How do I know this? About 6 or 8 months ago, Tim got a bike. He doesn’t trust plastic pedals, so he got metal ones. The plastic ones, though, are on there tight. After quite a few tries, he decided he’d get a friend to help him out. He forgot several weeks in a row, then the friend disappeared off the face of the earth (new girlfriend). The hardier pedals are still, patiently sitting on the desk, covered by bills.
So, while there’s part of me thinking that it’s far more frugal to fix the damn thing, there’s a more realistic side that’s butting in. Just because, objectively speaking, something should be easy, there is no guarantee it will be. This is especially true when you’re fighting depression. I have trouble with a lot of very (seemingly) simple tasks.

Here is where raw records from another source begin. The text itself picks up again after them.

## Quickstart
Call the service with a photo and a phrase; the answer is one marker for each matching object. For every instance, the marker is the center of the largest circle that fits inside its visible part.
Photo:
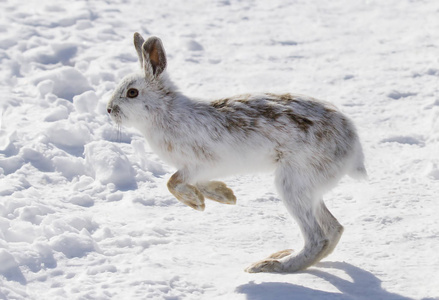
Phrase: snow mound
(109, 164)
(67, 82)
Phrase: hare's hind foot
(217, 191)
(266, 265)
(270, 264)
(281, 254)
(186, 193)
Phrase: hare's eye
(132, 93)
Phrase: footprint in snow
(406, 140)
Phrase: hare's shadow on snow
(364, 285)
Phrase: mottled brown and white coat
(308, 143)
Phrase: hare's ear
(138, 42)
(154, 57)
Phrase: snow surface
(84, 209)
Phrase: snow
(84, 208)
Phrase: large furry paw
(190, 196)
(266, 265)
(217, 191)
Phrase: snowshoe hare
(309, 145)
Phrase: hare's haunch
(308, 143)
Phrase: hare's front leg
(186, 193)
(217, 191)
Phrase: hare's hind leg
(184, 192)
(298, 197)
(217, 191)
(330, 225)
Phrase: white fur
(309, 145)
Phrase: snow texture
(84, 209)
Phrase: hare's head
(142, 94)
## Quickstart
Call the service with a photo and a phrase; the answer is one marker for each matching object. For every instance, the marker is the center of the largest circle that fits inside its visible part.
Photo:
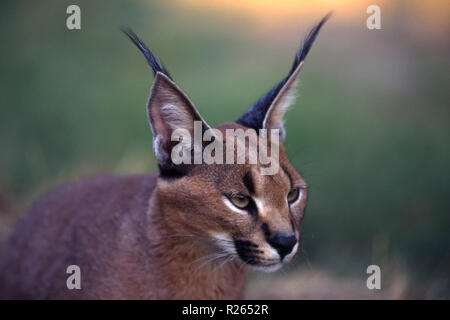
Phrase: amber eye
(240, 201)
(293, 195)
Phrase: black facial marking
(247, 250)
(266, 231)
(289, 176)
(248, 182)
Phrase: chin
(267, 268)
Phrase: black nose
(283, 243)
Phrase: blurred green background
(369, 131)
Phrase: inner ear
(285, 97)
(170, 109)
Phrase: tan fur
(144, 237)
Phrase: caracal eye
(292, 195)
(240, 201)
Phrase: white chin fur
(270, 268)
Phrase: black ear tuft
(254, 117)
(153, 61)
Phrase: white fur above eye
(232, 207)
(299, 198)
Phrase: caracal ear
(170, 109)
(269, 110)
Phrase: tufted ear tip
(152, 60)
(269, 110)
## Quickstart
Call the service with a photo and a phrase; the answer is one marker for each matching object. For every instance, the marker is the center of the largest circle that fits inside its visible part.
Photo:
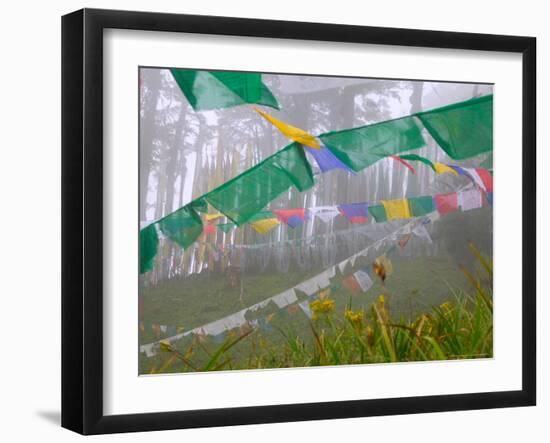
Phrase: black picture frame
(82, 218)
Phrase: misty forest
(324, 291)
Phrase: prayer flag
(264, 226)
(396, 209)
(446, 203)
(421, 205)
(363, 146)
(212, 217)
(441, 168)
(207, 90)
(351, 284)
(404, 240)
(184, 226)
(292, 217)
(355, 212)
(363, 280)
(421, 232)
(284, 298)
(148, 245)
(379, 213)
(326, 160)
(296, 134)
(404, 163)
(325, 213)
(464, 129)
(486, 178)
(418, 158)
(247, 194)
(471, 199)
(306, 308)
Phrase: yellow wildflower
(370, 336)
(322, 307)
(354, 317)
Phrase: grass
(389, 324)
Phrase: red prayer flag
(446, 203)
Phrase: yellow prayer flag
(265, 225)
(397, 208)
(296, 134)
(212, 217)
(441, 168)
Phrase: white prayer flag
(421, 232)
(305, 307)
(285, 298)
(470, 199)
(475, 177)
(363, 279)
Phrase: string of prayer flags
(421, 232)
(304, 306)
(226, 227)
(396, 209)
(404, 163)
(209, 229)
(351, 284)
(296, 134)
(325, 213)
(327, 161)
(486, 178)
(446, 203)
(378, 212)
(184, 226)
(245, 195)
(416, 157)
(442, 168)
(421, 205)
(382, 267)
(363, 279)
(355, 212)
(285, 298)
(363, 146)
(148, 245)
(265, 225)
(470, 199)
(293, 309)
(206, 90)
(291, 217)
(212, 217)
(464, 129)
(404, 240)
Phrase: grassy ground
(429, 310)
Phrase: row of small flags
(358, 213)
(314, 288)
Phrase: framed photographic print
(273, 221)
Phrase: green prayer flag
(184, 226)
(464, 129)
(361, 147)
(226, 227)
(418, 158)
(207, 90)
(247, 194)
(148, 245)
(379, 213)
(421, 205)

So I’m trying to accept that we’re not good at completing tasks that we set for ourselves. While I want to work on this trait in the future, I don’t think that change can happen right now. We’re exhausted and worn down — both physically and emotionally. So, we’re trying to be nicer to ourselves, and part of that is setting ourselves reasonable goals.

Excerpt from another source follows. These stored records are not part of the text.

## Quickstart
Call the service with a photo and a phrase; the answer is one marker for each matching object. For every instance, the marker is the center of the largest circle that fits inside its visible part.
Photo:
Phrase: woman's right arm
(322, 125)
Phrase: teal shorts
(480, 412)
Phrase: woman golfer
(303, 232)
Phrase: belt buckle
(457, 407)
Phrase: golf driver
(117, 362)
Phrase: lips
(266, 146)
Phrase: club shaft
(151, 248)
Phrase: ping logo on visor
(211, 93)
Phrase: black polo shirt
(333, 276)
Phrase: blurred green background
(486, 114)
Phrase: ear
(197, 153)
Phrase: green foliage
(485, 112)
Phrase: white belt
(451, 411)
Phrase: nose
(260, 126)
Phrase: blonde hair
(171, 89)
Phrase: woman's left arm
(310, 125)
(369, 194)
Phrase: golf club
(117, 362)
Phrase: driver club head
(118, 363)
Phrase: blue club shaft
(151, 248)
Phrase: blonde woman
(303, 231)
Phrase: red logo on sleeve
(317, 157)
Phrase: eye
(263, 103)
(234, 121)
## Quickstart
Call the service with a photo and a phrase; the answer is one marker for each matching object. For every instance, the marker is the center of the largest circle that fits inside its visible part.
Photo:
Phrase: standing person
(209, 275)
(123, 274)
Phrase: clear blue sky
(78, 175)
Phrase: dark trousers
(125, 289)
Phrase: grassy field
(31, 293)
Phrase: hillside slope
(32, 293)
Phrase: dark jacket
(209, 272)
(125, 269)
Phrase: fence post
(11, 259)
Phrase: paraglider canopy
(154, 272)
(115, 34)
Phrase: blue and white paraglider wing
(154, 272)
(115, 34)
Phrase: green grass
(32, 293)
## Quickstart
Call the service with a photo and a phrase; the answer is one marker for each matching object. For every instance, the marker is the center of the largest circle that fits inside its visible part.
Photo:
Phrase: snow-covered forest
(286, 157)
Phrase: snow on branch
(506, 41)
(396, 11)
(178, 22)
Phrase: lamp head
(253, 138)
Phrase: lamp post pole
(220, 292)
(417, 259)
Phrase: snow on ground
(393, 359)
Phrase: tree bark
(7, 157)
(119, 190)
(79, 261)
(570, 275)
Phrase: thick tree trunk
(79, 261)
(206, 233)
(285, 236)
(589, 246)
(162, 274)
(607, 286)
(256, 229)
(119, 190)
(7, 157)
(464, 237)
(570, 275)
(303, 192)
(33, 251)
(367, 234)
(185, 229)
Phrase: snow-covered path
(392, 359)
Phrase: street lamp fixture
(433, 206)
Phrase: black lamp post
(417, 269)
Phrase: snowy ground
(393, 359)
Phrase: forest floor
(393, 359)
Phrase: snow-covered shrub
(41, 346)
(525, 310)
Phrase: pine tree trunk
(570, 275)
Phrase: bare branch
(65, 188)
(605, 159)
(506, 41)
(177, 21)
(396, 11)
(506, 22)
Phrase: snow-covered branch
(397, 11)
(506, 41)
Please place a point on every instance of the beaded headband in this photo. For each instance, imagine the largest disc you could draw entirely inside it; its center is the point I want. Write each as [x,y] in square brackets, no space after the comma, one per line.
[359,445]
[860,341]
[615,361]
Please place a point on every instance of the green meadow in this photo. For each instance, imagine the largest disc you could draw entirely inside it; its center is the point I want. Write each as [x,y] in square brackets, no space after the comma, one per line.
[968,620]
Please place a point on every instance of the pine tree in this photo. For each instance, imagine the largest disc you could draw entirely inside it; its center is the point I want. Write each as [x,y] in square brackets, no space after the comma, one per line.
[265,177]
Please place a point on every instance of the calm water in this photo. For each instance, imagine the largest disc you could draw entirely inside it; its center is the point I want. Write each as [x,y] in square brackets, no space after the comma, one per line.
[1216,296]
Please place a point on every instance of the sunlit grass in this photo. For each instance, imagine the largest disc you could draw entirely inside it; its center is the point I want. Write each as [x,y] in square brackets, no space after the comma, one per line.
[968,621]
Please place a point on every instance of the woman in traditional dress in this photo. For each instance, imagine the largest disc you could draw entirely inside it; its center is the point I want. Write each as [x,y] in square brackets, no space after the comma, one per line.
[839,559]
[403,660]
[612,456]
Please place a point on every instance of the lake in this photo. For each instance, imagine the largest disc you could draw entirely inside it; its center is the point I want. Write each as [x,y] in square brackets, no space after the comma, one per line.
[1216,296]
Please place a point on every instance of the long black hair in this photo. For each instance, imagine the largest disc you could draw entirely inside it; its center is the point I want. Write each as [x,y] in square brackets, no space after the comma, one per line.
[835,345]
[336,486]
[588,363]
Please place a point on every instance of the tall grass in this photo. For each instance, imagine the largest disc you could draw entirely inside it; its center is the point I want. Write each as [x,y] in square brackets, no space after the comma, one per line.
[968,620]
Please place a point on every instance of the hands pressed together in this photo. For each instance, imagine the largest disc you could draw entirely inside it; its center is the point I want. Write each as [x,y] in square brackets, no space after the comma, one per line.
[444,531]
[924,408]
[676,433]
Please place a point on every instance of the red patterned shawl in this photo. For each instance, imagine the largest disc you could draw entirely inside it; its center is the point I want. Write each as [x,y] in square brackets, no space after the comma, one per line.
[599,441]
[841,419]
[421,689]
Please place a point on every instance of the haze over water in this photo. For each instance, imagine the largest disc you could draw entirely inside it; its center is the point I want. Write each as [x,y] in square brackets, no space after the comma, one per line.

Unfortunately, fixing the Xbox ourselves isn’t one. Part of me keeps insisting that it should be. But I’ve had enough experience to know that this attitude only adds to my difficulty in completing tasks, since I then have the added layer of guilt.
I guess, in the end, it’s a basic question: Where is the line between trying to better ourselves and setting ourselves up for failure?
I’m convinced that a balance does exist between between self-improvement and a realistic acceptance of limitations. I’m not, however, convinced that I’ll ever get it quite right. And given our current load of worries, I think it’s smarter to err on the side of caution. That means keeping goals small and the pressure low.
In the meantime, I can look around online to see how much we can get for a broken Xbox 360. We’ll add it to the replacement fund.
Have you ever tried to fix something on your own? How did it turn out? When it comes to fixing things, where would you draw the line? What is asking too much of yourself?